Но, когда Альберт сыграл хорал Герца, Мендельсон был очарован и сказал, что его исполнение сделало бы честь профессиональному музыканту.

— Пожалуйста, спойте нам, мистер Мендельсон, — попросила я, и он спел свой хор из оратории «Святой Павел», и мы с Альбертом присоединились к нему.

Когда он закончил, я аплодировала и спросила, не написал ли он каких-нибудь новых песен.

— Королева очень любит ваши песни, — сказал Альберт Мендельсону и обратился ко мне: — Почему бы тебе не спеть одну?

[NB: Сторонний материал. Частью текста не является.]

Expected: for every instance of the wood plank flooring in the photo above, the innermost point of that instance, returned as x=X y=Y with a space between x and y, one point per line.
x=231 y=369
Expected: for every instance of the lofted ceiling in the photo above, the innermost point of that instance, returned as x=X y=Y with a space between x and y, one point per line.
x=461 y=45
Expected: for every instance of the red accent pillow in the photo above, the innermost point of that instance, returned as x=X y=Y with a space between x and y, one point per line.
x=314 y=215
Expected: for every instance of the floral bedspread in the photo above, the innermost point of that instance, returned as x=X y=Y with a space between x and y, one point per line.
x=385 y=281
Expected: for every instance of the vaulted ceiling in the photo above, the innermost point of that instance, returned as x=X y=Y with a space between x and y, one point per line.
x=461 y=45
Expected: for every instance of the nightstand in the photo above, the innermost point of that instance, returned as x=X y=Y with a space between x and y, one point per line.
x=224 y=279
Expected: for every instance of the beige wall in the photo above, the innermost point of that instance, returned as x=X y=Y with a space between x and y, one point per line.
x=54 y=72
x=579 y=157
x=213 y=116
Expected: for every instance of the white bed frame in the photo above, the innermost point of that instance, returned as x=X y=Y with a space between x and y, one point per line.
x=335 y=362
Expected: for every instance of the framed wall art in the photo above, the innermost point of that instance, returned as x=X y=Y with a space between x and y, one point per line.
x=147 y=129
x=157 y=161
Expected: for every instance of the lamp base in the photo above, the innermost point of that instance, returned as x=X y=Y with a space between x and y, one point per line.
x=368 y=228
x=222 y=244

Я заколебалась, но меня уговорили. Мы прошли в мою гостиную, где я села за пианино. Вошла мама. Как она изменилась! Я думаю, что ее высокомерие поощрял в ней этот ужасный сэр Джон Конрой. Я благодарила судьбу, убравшую его с нашего пути. Альберт был так доволен, что у нас с мамой улучшились отношения. Я спела «Песню паломника» и «Оставь меня». Мендельсон рассыпался в похвалах моему пению — в какой-то степени искренних, — большинство из них были адресованы королеве, но кое-что и певице.

Внезапно ветер подхватил ноты и раскидал их по полу, я побежала их собирать, и мне кажется, его удивило столь непосредственное поведение королевы.

Это была очень приятная неофициальная встреча, не только потому, что мы встретились со знаменитым композитором, но и потому, что он был из тех людей, с которыми Альберт любил беседовать и которых я до сих пор воздерживалась приглашать во дворец, хотя с музыкантами я чувствовала себя свободнее, чем с писателями, потому что я кое-что понимала в музыке и уверенно принимала участие в разговорах.

Вскоре после моего двадцать третьего дня рождения произошел очень неприятный случай. Когда мы выехали на прогулку, Альберт заметил недалеко от экипажа какого-то подозрительного человека. Когда он был в двух или трех шагах, он достал пистолет и прицелился. Раздался чей-то крик. Я увидела, как человек бросился бежать, и прежде чем его успели схватить, он скрылся в толпе.

Вернувшись во дворец, мы застали всех в смятении. Нам едва удалось избежать опасности. Злодей скрылся. Существовала возможность, что он совершит новую попытку.

Лецен была вне себя. Она все время твердила, что я не должна больше выезжать, что это слишком опасно.

— Я не намерена скрываться, — возразила я. Оставшись одни, мы обсудили это с Альбертом.

— Мы должны выезжать, — сказала я. — Но… под охраной. И если он сделает еще одну попытку, то охрана сможет его схватить.

Не говоря ни слова ни маме, ни Лецен, мы выехали с двумя адъютантами. Человек с пистолетом действительно появился снова, и его задержали, правда, он все же успел выстрелить. Я была рада, что его поймали.

Меня всегда угнетало осознание того, что есть люди, желающие убить меня; но я всегда была спокойна в минуту опасности, что удивляло многих, да и меня саму. Рассказывали, что подобным образом вел себя мой дед в момент покушения на него — сохранял выражение полнейшего спокойствия. Сэр Роберт Пиль сейчас же явился во дворец. Он был очень расстроен.

— Его зовут Джон Фрэнсис, ваше величество. Ему двадцать с небольшим и он столяр.

— Он сумасшедший? — спросила я.

— Он не выглядит таковым, мэм.

— Сэр Роберт, я не могу вынести мысли, что его за это казнят.